Hunter is my brother's best mate. And we did something that we can't take back, or tell anyone without ridicule. Damn you, Hunter Grady for being so perfect. Having the sexiest body, the hottest abs, and gorgeous blue eyes. Did I happen to mention he's tall, dark hair, and fucking good-looking. The way Hunter Grady looks is a damn crime to mankind.

It's like all the sweetness got poured into sculpting this guy. That's why I need to distance myself from him. Before we both do something we regret, or we get hurt. And I've been hurt. And trust me, the feeling isn't nice, and the things they say, just to get a kick out of destroying you. Rendering you with doubt that you believe every word they said. Carter, never had a good word to say about me after he left, and he still rants his hatred towards me. He told everyone I was the one who kicked him out, which wasn't true. Carter left. Then he ranted about how lousy I am in bed. That hurt, it deeply hurt.

Every time Carter and I got intimate, he would stand up afterwards shaking his head, telling me I wasn't turning him on and how I was stiff when he touched me. But when I'm with Hunter, It's so different. The way Hunter touches me, gliding his fingers softly over my exposed skin. Even his kisses are tender, filled with passion. Or is Hunter acting?

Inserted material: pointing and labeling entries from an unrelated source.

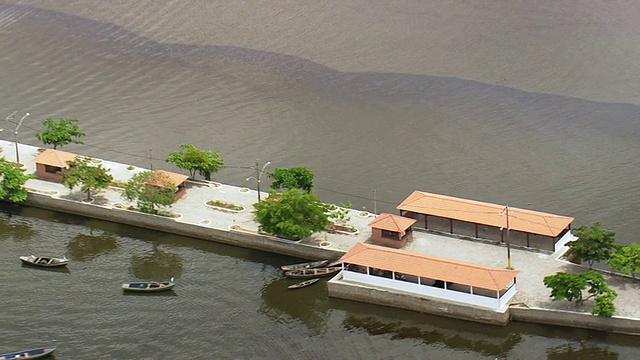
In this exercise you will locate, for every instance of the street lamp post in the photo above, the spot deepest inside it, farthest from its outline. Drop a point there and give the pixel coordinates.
(505, 211)
(258, 176)
(15, 132)
(15, 137)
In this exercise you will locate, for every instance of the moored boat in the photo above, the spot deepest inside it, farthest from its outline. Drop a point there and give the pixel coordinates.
(312, 273)
(148, 286)
(304, 283)
(44, 261)
(38, 353)
(308, 265)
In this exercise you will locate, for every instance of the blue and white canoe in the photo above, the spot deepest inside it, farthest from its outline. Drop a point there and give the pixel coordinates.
(38, 353)
(148, 286)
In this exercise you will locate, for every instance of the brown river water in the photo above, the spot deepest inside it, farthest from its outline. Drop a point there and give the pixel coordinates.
(528, 104)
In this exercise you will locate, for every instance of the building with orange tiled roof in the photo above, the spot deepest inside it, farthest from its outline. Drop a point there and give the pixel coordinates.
(428, 276)
(391, 230)
(526, 228)
(51, 164)
(161, 178)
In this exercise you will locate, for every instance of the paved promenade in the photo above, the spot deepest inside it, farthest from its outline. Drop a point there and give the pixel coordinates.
(533, 266)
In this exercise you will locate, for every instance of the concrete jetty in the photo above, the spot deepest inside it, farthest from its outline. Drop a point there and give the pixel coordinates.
(196, 219)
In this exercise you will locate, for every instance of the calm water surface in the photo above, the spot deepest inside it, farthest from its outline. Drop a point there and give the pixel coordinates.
(531, 105)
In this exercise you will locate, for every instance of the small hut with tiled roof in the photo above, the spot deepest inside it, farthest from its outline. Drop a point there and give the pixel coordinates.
(161, 177)
(391, 230)
(51, 164)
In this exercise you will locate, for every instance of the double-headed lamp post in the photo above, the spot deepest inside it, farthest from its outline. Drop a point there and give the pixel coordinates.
(15, 137)
(505, 211)
(258, 177)
(15, 133)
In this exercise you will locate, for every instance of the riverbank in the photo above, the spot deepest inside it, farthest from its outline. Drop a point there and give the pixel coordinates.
(196, 219)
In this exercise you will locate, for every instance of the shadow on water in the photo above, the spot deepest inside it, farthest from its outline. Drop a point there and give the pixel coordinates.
(57, 269)
(14, 227)
(307, 305)
(580, 351)
(402, 324)
(83, 247)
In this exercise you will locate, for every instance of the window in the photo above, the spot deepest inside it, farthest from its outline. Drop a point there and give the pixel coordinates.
(52, 169)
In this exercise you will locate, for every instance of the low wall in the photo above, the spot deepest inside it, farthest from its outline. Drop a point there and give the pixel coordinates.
(357, 292)
(174, 226)
(614, 324)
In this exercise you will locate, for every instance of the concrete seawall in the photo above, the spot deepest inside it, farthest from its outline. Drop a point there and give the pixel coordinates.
(175, 226)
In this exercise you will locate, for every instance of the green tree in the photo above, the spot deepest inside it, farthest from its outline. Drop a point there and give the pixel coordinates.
(292, 178)
(195, 160)
(339, 214)
(626, 259)
(89, 177)
(593, 243)
(570, 286)
(60, 133)
(150, 190)
(13, 178)
(291, 215)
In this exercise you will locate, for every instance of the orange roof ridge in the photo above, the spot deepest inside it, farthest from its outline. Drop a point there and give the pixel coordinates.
(386, 221)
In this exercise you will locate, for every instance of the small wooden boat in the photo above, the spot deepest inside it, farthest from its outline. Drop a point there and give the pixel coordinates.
(304, 283)
(309, 265)
(38, 353)
(312, 273)
(148, 286)
(44, 261)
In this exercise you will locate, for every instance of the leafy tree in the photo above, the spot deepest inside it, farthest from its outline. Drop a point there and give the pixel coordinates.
(604, 305)
(593, 243)
(89, 177)
(570, 286)
(339, 214)
(626, 259)
(60, 133)
(292, 178)
(13, 178)
(192, 159)
(292, 215)
(150, 190)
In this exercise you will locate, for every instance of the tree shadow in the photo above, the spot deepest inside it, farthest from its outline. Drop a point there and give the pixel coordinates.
(582, 351)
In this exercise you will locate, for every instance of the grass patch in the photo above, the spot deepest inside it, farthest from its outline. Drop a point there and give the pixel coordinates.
(225, 205)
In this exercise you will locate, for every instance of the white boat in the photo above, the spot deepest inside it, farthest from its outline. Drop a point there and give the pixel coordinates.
(44, 261)
(301, 266)
(148, 286)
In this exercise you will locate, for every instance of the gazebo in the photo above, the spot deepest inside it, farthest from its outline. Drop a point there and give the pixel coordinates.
(391, 230)
(51, 164)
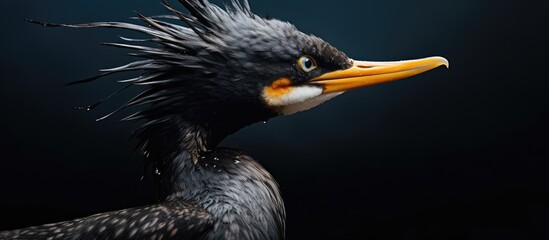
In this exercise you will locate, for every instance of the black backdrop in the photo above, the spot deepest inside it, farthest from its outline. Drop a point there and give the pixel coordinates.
(451, 154)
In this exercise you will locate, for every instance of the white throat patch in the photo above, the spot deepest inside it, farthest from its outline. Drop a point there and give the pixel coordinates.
(297, 98)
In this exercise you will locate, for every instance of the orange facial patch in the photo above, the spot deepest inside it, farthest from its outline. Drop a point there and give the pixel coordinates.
(278, 88)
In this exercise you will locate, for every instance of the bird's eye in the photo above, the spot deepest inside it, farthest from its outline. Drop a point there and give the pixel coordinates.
(306, 63)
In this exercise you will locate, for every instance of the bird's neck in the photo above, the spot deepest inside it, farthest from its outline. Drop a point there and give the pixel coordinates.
(241, 195)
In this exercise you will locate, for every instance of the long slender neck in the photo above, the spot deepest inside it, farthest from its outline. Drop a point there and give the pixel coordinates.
(241, 195)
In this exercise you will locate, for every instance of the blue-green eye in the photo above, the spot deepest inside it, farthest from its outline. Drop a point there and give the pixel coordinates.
(306, 63)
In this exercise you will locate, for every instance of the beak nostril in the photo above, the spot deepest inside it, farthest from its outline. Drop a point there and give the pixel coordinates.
(364, 66)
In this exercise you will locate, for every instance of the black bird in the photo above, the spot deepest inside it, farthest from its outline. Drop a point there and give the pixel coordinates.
(217, 72)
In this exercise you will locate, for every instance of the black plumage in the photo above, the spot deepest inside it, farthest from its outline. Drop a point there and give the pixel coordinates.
(205, 76)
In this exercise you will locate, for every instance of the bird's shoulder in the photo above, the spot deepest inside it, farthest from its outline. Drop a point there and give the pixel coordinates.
(166, 220)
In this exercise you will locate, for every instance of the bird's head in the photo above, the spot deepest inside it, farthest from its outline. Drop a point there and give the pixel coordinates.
(222, 69)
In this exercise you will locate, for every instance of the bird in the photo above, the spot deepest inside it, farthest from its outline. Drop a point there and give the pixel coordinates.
(206, 73)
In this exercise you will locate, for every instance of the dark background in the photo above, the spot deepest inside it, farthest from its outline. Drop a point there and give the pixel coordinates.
(450, 154)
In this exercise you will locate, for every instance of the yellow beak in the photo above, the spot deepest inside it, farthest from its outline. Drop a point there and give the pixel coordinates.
(363, 73)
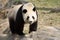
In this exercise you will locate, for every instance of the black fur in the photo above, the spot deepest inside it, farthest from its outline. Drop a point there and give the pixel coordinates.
(17, 26)
(33, 27)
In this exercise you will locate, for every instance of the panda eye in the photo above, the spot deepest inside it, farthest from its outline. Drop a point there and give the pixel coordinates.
(24, 11)
(34, 9)
(33, 17)
(27, 17)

I really don't know. And that's why I need to distance myself from being a friend. Hunter is my boss, or was my boss.

***

I drew in a breath standing at the back of the room waiting for the laughter to die down, but it doesn't. Instead, they chat about a few ideas they have which were mine and now it's backfired on me again.

Folded my arms, closed my eyes, waiting for my tears to stop threatening. The only one who knew my ideas is my brother. Yeah, I always run things by him to get his opinion. Guess I do rely on my brother far too much.

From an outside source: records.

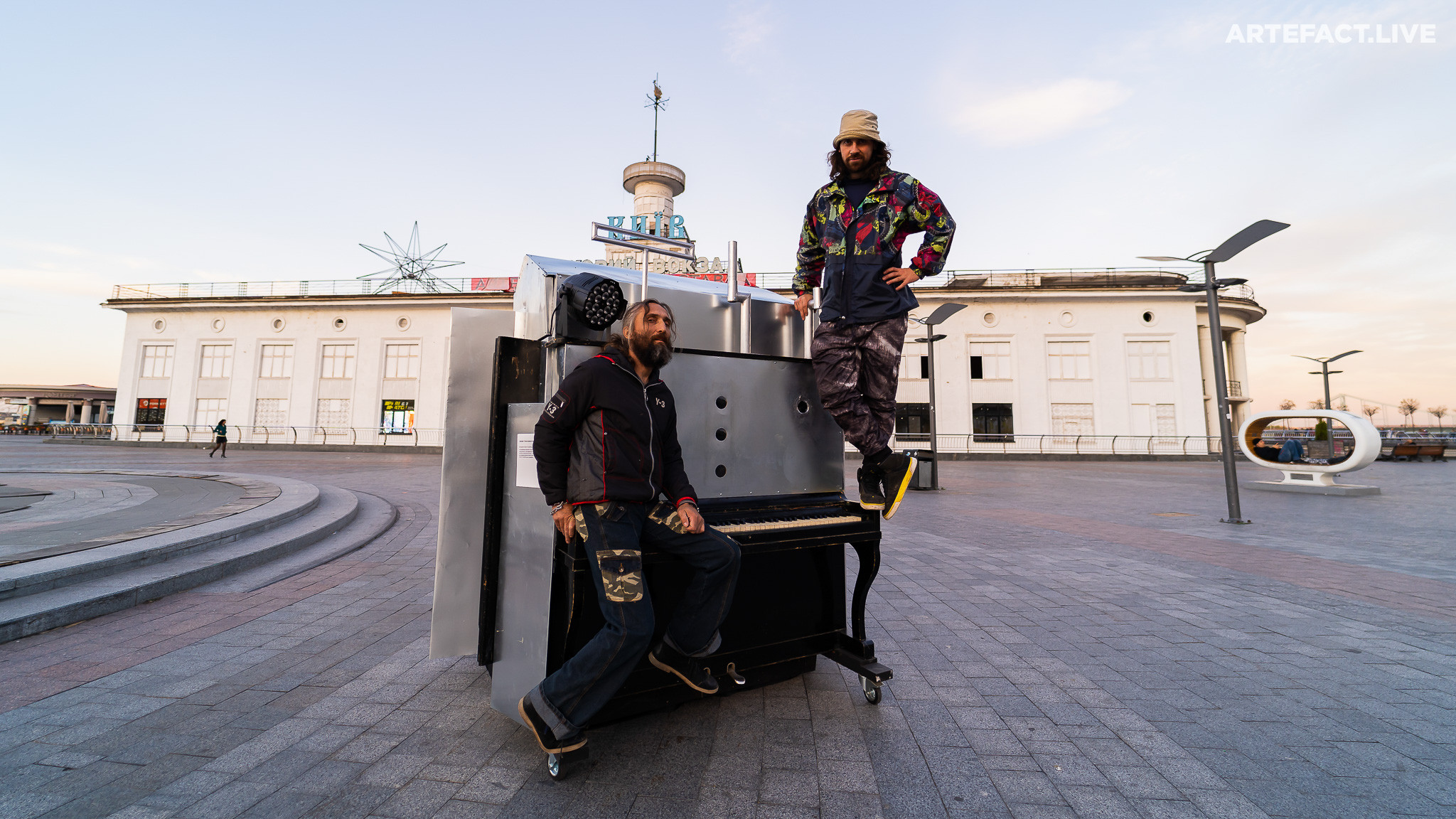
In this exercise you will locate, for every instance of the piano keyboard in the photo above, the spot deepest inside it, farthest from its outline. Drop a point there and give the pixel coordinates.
(743, 527)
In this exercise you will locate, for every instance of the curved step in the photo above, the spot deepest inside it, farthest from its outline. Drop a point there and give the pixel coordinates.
(63, 605)
(293, 500)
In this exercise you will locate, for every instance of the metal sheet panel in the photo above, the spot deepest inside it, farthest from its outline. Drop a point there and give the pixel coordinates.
(523, 614)
(455, 619)
(778, 437)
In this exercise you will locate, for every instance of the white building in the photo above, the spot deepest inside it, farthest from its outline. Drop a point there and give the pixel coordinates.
(305, 366)
(1075, 353)
(1039, 352)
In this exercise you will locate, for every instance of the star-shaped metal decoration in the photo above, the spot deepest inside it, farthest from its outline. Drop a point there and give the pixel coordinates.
(408, 264)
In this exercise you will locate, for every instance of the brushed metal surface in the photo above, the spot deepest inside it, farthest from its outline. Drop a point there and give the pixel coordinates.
(523, 614)
(707, 319)
(769, 445)
(455, 621)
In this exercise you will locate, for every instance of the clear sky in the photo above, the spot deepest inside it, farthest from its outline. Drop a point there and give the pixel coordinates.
(191, 141)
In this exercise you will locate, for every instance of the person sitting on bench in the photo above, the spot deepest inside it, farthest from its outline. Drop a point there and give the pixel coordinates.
(606, 449)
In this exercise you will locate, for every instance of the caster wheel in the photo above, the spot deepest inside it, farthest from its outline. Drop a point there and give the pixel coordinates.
(872, 691)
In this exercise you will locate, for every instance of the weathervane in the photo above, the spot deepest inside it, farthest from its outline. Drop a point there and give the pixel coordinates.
(657, 102)
(408, 264)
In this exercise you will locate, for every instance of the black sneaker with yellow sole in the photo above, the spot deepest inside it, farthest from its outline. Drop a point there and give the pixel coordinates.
(871, 496)
(545, 737)
(894, 473)
(687, 669)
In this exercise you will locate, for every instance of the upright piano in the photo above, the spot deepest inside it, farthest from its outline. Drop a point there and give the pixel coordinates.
(768, 464)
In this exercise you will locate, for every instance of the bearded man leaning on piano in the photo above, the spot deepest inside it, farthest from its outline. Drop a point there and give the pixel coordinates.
(606, 452)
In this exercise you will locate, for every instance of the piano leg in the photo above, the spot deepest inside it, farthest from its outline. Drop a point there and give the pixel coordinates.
(868, 552)
(857, 652)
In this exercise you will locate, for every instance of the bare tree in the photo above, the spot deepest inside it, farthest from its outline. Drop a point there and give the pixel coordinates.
(1408, 407)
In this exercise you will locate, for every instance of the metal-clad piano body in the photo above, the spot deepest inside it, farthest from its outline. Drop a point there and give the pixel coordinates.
(779, 452)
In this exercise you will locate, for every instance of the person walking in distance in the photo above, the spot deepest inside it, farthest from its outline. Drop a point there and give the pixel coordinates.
(851, 247)
(220, 433)
(606, 451)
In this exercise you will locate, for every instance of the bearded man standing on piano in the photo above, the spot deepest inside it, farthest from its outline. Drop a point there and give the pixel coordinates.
(851, 245)
(606, 451)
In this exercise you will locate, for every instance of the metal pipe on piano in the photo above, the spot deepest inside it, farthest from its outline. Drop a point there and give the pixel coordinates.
(743, 299)
(811, 321)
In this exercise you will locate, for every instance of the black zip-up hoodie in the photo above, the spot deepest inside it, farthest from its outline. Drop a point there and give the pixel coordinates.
(608, 436)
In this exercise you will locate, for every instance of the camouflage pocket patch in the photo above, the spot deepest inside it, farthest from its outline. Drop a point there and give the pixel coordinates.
(665, 515)
(621, 574)
(582, 522)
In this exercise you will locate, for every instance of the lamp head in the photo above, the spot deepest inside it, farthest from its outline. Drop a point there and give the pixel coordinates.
(594, 301)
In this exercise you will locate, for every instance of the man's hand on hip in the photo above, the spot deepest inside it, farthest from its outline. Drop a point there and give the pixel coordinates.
(901, 276)
(565, 522)
(803, 305)
(692, 520)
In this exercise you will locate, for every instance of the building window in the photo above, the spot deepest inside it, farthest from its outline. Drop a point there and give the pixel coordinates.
(1155, 420)
(277, 362)
(218, 362)
(334, 413)
(402, 360)
(1149, 360)
(210, 412)
(1072, 420)
(990, 423)
(915, 368)
(338, 362)
(271, 413)
(156, 362)
(398, 417)
(990, 360)
(152, 412)
(914, 422)
(1069, 360)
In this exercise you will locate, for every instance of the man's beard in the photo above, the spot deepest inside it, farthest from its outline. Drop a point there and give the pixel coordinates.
(654, 353)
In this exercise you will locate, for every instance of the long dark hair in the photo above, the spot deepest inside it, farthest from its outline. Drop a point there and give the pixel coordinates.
(877, 168)
(629, 321)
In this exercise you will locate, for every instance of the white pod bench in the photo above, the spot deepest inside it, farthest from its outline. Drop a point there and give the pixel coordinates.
(1315, 473)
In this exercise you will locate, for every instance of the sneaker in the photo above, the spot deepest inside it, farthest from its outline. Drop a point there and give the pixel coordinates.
(896, 471)
(543, 735)
(687, 669)
(869, 493)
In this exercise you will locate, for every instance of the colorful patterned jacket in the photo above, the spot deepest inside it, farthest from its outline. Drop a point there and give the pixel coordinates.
(851, 272)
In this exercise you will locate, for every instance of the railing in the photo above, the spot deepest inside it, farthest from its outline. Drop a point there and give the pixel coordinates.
(289, 434)
(326, 287)
(1066, 277)
(1019, 444)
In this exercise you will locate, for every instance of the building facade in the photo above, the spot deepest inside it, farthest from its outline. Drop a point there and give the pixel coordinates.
(1074, 353)
(301, 366)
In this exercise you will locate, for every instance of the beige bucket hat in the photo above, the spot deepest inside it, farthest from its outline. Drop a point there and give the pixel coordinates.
(858, 123)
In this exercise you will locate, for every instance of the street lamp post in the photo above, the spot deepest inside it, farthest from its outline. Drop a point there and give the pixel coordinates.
(938, 316)
(1210, 286)
(1327, 372)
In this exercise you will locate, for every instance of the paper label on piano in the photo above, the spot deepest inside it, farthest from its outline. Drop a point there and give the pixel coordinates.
(526, 461)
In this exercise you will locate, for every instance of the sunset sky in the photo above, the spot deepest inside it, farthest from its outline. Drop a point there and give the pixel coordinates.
(155, 143)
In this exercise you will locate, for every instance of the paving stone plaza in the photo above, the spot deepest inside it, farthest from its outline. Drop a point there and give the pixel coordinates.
(1068, 638)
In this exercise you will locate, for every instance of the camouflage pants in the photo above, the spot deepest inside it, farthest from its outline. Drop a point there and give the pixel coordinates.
(858, 370)
(615, 535)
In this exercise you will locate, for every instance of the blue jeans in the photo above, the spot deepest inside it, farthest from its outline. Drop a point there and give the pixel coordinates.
(615, 534)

But my attention needs to be focused on what's being said. And the team are chatting to Hunter like it was their Ideas.

I was going to speak up, but kept my mouth shut, as Hunter nodded and liked the ideas. "Sloan, what do you think?" Hunter now asks after they chatted for almost an hour, and forgot I was here. "It's up to you. You're the boss." His eyes furrow, then glances at the layout of the front page. "Amber, why did you chose this pose of me?" She's gone a little red faced, and glances at one of the others for help.